- Genre: Drama, Sport
- Based on: I Am Third by Gale Sayers Al Silverman
- Written by: Allen Clare John Gray
- Story by: William Blinn
- Directed by: John Gray
- Starring: Sean Maher Mekhi Phifer Paula Cale Elise Neal Aidan Devine Dean McDermott Ben Gazzara
- Country of origin: United States
- Original language: English

Production
- Running time: 90 minutes
- Production companies: Storyline Entertainment Columbia TriStar Domestic Television

Original release
- Network: ABC
- Release: December 2, 2001

= Brian's Song (2001 film) =

2001 television film

Brian's Song is the 2001 American remake of the 1971 television film Brian's Song, telling the story of Brian Piccolo (Sean Maher), a white running back who meets, clashes with and befriends fellow Chicago Bears running back Gale Sayers (Mekhi Phifer). The movie was adapted from Sayers' own words in his 1970 autobiography, I Am Third. The television movie, produced by Storyline Entertainment and Columbia TriStar Domestic Television, was first broadcast in the United States on The Wonderful World of Disney on ABC on December 2, 2001.

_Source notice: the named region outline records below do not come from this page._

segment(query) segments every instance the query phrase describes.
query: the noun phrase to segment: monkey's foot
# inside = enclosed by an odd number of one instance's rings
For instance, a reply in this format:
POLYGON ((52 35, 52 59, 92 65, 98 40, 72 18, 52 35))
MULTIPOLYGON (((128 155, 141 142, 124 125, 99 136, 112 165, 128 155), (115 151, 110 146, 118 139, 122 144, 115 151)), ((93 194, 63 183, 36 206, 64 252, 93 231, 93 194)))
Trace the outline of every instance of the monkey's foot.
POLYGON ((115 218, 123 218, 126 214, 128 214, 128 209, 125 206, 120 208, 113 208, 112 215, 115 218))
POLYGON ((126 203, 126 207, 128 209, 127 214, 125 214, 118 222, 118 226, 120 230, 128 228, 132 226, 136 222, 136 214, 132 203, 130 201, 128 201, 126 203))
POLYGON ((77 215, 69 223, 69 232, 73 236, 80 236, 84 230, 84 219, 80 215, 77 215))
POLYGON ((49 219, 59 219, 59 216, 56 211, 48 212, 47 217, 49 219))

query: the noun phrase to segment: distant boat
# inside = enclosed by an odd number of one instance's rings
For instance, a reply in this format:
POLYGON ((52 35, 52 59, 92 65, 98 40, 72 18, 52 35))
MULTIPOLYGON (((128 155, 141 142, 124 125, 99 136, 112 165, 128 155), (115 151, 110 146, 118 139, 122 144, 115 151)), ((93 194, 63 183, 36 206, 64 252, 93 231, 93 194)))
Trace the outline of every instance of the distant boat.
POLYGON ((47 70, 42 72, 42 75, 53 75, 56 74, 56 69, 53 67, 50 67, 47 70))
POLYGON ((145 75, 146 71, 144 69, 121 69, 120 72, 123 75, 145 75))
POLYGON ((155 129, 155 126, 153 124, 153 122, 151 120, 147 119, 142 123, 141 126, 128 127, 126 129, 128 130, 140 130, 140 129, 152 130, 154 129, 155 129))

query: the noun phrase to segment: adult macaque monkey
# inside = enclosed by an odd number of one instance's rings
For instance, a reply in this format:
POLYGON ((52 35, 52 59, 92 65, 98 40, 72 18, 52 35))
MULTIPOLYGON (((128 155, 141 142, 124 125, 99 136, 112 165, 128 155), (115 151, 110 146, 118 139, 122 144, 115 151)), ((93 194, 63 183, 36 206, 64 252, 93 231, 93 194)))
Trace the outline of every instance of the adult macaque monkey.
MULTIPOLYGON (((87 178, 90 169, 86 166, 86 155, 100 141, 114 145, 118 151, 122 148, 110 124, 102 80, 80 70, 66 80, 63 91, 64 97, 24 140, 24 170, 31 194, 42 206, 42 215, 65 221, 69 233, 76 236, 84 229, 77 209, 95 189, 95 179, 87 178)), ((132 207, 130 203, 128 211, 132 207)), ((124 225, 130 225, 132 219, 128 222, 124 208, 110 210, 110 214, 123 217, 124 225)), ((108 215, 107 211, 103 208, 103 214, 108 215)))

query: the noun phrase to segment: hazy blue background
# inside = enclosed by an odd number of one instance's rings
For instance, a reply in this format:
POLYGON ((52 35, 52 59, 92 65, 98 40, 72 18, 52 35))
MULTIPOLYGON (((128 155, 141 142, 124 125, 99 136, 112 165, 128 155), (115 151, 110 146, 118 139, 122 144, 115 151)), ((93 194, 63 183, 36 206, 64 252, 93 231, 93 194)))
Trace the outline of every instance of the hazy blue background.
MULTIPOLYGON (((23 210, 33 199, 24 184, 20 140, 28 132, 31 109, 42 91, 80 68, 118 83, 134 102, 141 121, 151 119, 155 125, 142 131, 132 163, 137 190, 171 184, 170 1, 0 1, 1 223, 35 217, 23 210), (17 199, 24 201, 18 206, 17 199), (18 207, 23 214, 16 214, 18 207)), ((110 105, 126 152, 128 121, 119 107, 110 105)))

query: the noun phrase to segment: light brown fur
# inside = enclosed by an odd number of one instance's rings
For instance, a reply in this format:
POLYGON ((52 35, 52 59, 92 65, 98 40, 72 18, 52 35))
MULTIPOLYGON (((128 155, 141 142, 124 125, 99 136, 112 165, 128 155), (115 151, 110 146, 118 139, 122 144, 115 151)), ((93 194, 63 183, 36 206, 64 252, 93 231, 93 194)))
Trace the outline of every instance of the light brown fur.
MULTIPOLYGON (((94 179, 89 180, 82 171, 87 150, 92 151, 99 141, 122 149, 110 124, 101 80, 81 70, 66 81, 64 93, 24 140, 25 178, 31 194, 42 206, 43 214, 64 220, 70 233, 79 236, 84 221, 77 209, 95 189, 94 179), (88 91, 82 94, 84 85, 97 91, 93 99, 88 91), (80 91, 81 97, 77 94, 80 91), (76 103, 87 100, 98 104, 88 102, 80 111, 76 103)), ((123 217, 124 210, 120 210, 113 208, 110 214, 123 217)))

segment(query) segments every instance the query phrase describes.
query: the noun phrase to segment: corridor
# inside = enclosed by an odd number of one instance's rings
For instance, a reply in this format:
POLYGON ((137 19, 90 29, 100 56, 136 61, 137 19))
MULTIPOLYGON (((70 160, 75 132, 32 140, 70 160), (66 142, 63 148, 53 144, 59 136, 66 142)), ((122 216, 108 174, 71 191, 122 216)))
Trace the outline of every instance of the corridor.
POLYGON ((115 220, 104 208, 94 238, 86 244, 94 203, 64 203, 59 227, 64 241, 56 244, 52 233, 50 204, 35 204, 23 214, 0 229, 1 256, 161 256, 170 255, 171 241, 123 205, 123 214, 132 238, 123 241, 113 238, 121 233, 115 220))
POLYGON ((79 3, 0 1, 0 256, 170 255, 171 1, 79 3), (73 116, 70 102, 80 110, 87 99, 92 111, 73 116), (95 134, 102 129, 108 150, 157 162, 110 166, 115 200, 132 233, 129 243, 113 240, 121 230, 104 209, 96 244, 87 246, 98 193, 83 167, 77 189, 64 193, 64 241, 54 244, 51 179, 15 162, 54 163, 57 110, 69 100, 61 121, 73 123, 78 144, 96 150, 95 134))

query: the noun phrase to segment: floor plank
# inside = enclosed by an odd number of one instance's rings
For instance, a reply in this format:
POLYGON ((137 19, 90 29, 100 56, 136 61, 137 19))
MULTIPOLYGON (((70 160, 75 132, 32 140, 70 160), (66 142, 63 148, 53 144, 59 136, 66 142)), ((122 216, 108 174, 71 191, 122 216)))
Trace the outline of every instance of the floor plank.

In the movie, Piccolo is a brash rookie with the Bears. Initially thinking Sayers is arrogant - when he is only quiet and a slight bit anti-social - they rub each other the wrong way from the moment they meet. The movie, taking place from 1965 to 1970, as the civil rights movement grows, places great emphasis on integration, bringing up the conflict of when Brian and Gale room together for their first football season.

==Plot==
Brian Piccolo and Gale Sayers are not friends in the beginning of the story; in fact they are rivals. During their first season together with pro football's Chicago Bears, Piccolo is never in the spotlight because Sayers is a better and more dynamic player. After the season, Piccolo pledges to outplay Sayers and take his starting position on the team.

During their second season, Sayers is still the Bears' starting running back. After he is injured during a game and loses hope of ever playing again, Piccolo personally takes charge of his rehabilitation on the assumption that if Sayers gives up and Piccolo moves into the starting lineup in his place, Piccolo would have made it only by chance and not by his own prowess. The two bond during this time, soon becoming good friends and roommates.

Piccolo is diagnosed with cancer. The treatments and radiation therapy are only partially effective, and every time it seems as if everything Piccolo is getting better, the cancer shows up again someplace else. Piccolo dies from the disease at age 26. During this time, Sayers stays by his side.